When it’s ok, and what NOT to do.


Every now and then the question comes up and customers want to know, “Can we cut coil springs to lower a vehicle?”
Our answer is, “The design of the end of the spring determines if it can be safely cut. If it has the right end, it is OK to cut it.”
Coil springs have 3 basic type of ends -
  • Tangential- where the end of the coil continues to twist off into space. A spring with a tangential end would fall over if you tried to stand it on its end.
  • Square – the last coil bends back down to touch the coil below it. This style end allows the spring to stand up when placed on this end
  • Pigtail – the last coil of the spring is the square type but has a much smaller diameter than the coils in the body of the spring.

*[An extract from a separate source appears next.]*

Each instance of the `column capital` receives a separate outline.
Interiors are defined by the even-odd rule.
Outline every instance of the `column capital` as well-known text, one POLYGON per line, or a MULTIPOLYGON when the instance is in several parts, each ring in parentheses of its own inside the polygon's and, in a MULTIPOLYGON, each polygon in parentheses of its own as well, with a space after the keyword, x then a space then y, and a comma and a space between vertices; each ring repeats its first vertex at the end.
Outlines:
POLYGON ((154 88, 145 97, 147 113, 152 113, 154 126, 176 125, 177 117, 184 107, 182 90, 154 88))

The type of ends a coil spring has is determined by how the springs are mounted in the suspension. A coil spring can have 2 of the same ends or it can have 2 different ends.
The only Coil Spring Ends that can be safely cut are Tangential Ends.
Because Square ends and Pigtail ends are designed to make full contact with their mounting points, they would have to be re-shaped after they were cut. But in order to re-shape them the steel would have to be heated and heat is a spring’s worst enemy.
So, Coil springs with Square or Pigtail ends can not be safely cut.

A safe place to start is by measuring how much you want to lower the vehicle. Then cut 1/2 that measurement off the length of the springs and reinstall them. Then take her for a drive, and drive it like you stole it to get the springs well worked and seated properly.

Now check your ride height. If she’s still too high, repeat step 1 until you get the look you want.
Remember, you can always take more off, but you can never make them longer.